FR901228 and Flavopiridol in Treating Patients With Advanced Lung, Esophageal, or Pleural Cancer

OBJECTIVES:

Primary

- Determine the maximum tolerated dose and dose-limiting toxic effects of FR901228
(depsipeptide) when administered with flavopiridol in patients with advanced primary
lung or esophageal cancer, malignant pleural mesothelioma, or lung or pleural
metastases.

- Determine the pharmacokinetics of this regimen in these patients.

Secondary

- Analyze gene expression in laser-captured tumor cells, buccal mucosa, and peripheral
blood mononuclear cells of these patients before and after treatment with this regimen.

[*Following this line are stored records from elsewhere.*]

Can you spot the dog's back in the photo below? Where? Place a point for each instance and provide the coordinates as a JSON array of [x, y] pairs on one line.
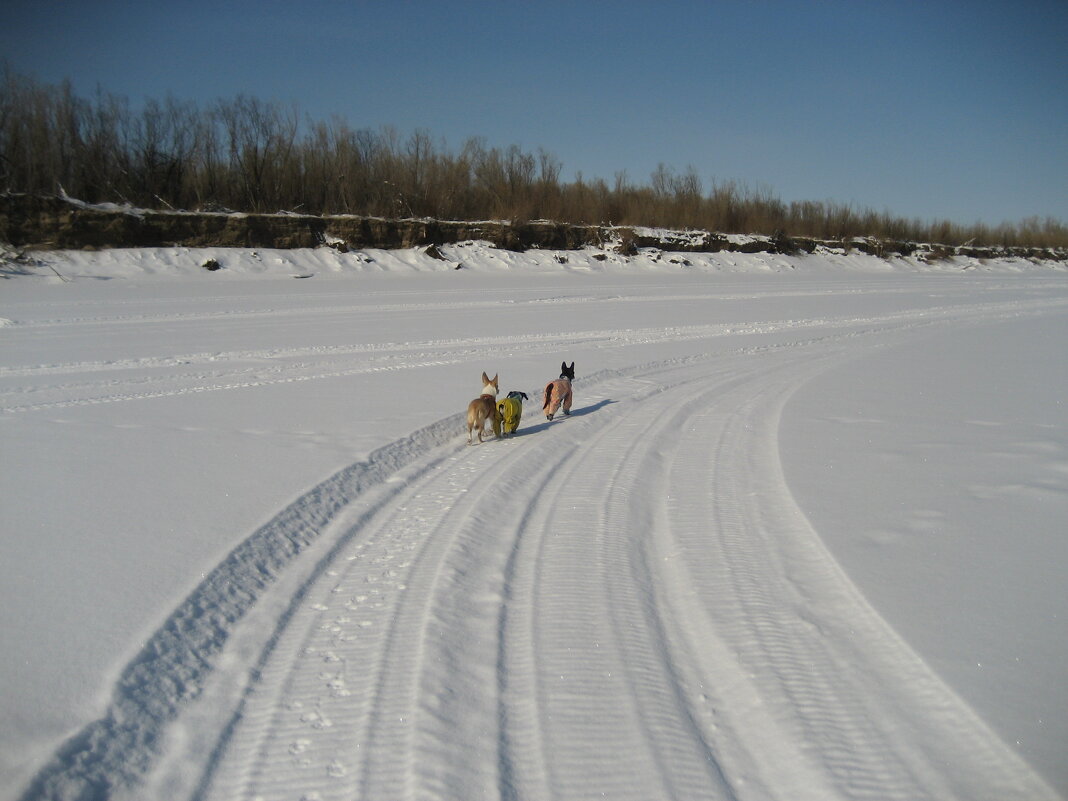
[[484, 408]]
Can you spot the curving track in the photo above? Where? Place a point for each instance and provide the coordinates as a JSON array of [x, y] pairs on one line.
[[626, 603]]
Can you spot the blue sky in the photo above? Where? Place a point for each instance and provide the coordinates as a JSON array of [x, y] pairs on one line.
[[931, 109]]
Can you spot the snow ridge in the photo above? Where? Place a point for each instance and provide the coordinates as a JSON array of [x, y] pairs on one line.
[[115, 751]]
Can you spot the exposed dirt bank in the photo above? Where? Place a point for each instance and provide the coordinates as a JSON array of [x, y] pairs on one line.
[[52, 223]]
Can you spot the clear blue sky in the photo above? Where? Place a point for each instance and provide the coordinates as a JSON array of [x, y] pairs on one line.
[[933, 109]]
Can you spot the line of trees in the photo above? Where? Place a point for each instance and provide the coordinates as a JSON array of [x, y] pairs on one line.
[[249, 155]]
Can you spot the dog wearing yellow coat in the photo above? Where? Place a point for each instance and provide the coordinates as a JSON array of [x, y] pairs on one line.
[[511, 409]]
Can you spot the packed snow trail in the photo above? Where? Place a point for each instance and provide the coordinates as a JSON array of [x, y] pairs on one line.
[[624, 603]]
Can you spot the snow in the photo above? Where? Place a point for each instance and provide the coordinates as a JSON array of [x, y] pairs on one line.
[[802, 535]]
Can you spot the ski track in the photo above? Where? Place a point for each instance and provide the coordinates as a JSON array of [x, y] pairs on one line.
[[148, 378], [462, 623]]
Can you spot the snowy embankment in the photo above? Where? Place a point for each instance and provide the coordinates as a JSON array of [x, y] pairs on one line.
[[801, 536]]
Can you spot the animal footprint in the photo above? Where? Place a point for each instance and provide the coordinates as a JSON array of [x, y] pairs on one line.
[[335, 770], [316, 720]]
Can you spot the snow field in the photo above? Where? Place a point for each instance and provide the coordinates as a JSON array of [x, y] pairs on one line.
[[641, 600]]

- Analyze mcl-1 protein expression and apoptosis in tumor biopsies from these patients
before and after treatment with this regimen.

OUTLINE: This is a dose-escalation study of FR901228 (depsipeptide).

Patients receive FR901228 IV over 4 hours followed by flavopiridol IV continuously over 72
hours beginning on days 1 and 15. Courses repeat every 6 weeks in the absence of disease
progression or unacceptable toxicity.

Cohorts of 3-6 patients receive escalating doses of FR901228 until the maximum tolerated
dose (MTD) is determined. The MTD is defined as the dose preceding that at which 2 of 3 or 2
of 6 patients experience dose-limiting toxicity. Six additional patients receive treatment
at the MTD.

PROJECTED ACCRUAL: A total of 48 patients will be accrued for this study within 1-2 years.